Here are five ways you can help your client, and yourself, begin to get more comfortable with risk by changing how you think about it.
1. Question your relationship with comfort
There’s a reason they call it the “Comfort Zone;” it’s comfortable! Yet growth and innovation occur when you venture beyond your comfort zone and take risks. Ask yourself: How willing am I to be uncomfortable for the sake of growth? What can I do to increase my tolerance for risk and, possibly, failure?
2. Reframe your thinking
Some leaders avoid risks because they fear it will be too hard and they will fail. But most times, the risk isn’t that hard; it’s simply new—a behavior or action you haven’t tried yet. Think of risk as “new” rather than “difficult” or “scary,” and notice how that attitude informs you.
3. Trust your gut, doubt your doubt
Many leaders intuitively know which risks to take, but give too much attention to their doubts. Instead, get curious about the possibilities. “How will my organization and those around me benefit from my courage? What kind of leader will I become? What can be achieved?”

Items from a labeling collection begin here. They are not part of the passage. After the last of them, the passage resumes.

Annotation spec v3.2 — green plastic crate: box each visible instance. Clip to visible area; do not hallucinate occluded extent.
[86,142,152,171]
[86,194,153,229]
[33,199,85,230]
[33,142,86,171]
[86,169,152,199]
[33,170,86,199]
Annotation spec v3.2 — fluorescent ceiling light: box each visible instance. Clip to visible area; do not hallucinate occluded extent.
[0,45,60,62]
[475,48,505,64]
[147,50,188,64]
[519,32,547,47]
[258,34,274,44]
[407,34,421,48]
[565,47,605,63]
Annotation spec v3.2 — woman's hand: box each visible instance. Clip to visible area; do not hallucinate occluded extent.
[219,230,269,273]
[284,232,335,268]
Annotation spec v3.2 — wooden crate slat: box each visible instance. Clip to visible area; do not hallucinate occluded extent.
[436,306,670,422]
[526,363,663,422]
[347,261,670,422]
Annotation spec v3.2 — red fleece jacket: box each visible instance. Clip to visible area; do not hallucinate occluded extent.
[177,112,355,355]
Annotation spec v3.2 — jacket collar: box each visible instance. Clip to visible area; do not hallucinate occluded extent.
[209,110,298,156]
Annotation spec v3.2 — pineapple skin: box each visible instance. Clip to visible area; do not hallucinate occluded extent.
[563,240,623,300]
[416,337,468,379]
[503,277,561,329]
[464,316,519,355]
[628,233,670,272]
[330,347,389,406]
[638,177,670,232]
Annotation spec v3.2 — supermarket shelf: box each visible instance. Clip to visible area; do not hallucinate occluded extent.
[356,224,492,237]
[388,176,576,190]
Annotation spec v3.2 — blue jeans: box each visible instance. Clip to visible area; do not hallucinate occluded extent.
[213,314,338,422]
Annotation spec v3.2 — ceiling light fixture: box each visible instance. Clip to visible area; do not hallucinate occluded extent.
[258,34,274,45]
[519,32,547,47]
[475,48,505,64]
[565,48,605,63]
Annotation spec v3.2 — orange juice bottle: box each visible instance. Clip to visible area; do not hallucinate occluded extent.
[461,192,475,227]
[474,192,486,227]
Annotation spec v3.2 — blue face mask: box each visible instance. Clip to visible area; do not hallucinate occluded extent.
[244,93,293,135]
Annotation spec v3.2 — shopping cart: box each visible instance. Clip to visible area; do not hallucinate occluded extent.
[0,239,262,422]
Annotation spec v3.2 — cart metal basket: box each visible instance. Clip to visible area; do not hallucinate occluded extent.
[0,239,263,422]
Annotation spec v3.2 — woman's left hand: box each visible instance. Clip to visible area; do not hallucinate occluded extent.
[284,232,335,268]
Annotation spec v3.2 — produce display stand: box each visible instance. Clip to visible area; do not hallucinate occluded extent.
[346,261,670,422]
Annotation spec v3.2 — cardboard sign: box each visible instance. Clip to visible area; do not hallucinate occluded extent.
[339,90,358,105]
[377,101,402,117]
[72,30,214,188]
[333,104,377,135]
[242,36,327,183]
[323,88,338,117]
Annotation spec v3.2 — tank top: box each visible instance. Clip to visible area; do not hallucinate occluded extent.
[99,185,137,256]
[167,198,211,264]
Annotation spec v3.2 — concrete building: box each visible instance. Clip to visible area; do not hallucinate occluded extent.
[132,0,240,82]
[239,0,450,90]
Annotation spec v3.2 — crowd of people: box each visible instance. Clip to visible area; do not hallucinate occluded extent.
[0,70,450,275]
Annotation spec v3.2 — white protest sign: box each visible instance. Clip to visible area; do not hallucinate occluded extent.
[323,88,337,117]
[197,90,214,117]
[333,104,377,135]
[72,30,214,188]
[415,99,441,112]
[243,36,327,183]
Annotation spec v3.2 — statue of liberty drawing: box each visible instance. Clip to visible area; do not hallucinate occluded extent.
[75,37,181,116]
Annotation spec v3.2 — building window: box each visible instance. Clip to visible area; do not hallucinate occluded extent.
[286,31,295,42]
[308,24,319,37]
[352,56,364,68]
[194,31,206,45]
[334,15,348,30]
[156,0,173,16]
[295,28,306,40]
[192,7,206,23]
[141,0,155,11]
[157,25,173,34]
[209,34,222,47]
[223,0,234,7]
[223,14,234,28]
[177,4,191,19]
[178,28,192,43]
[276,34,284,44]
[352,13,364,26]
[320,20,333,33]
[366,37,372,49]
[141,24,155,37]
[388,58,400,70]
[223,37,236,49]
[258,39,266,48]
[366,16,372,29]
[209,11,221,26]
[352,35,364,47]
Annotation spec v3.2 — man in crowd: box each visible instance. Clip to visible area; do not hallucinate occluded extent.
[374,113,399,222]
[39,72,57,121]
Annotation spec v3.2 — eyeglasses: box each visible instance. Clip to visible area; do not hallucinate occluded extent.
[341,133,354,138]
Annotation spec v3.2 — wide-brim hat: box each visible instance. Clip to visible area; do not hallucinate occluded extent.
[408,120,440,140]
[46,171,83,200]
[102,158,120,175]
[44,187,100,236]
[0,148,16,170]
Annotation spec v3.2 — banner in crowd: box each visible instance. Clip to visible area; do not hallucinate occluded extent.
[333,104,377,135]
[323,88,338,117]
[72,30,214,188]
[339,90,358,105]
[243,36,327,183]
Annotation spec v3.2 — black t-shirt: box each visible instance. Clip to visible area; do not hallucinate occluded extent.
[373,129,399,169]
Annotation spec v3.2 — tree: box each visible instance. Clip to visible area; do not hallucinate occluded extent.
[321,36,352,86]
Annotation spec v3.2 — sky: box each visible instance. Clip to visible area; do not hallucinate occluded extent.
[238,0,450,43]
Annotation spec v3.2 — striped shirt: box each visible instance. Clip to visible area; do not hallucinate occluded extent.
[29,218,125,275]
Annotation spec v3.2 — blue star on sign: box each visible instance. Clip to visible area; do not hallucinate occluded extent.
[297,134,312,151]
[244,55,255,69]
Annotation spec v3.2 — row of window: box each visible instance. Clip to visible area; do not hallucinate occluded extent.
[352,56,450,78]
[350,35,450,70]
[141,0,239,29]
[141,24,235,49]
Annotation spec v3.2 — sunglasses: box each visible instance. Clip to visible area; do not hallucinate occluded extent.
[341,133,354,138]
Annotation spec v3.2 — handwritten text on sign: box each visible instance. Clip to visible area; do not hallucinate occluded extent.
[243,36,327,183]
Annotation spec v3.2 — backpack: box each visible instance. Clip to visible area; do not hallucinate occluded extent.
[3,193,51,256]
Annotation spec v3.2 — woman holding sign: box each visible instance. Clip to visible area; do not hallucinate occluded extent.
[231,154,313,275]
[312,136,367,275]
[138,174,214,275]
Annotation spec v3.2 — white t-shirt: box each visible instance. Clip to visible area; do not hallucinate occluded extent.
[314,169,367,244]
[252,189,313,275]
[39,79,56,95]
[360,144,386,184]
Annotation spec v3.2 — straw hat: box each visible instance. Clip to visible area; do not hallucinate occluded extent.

4. Get out of your head and into action
Do you believe that, once you feel confident, you’ll take risks? Practice the reverse instead. Confidence is built through action, not waiting. While it’s important to be sensitive to timing and calculate your risks, you’re more likely to cultivate genuine confidence by taking steps forward, large or small, rather than waiting to feel it first.
5. Ask for help
Look at successful risk takers around you. Which of their qualities would enhance your risk-taking style? Seek mentors who will support you and be open to their feedback. Pay it forward by encouraging others to become more comfortable with risk.
About the author:
Mary Kuentz came to coaching after a successful career in marketing. After just one session at Leadership that Works, she knew that coaching was her calling. Mary continues to witness the transformation she experienced herself in her coaching and coach training work. In addition to leading courses for Leadership that Works, Mary is a leadership coach in the Omidyar Fellows program in Hawaii, working with emerging leaders in the government, for-profit and non-profit sectors who are tackling tough problems in the state and around the globe. She supports leadership in all its forms.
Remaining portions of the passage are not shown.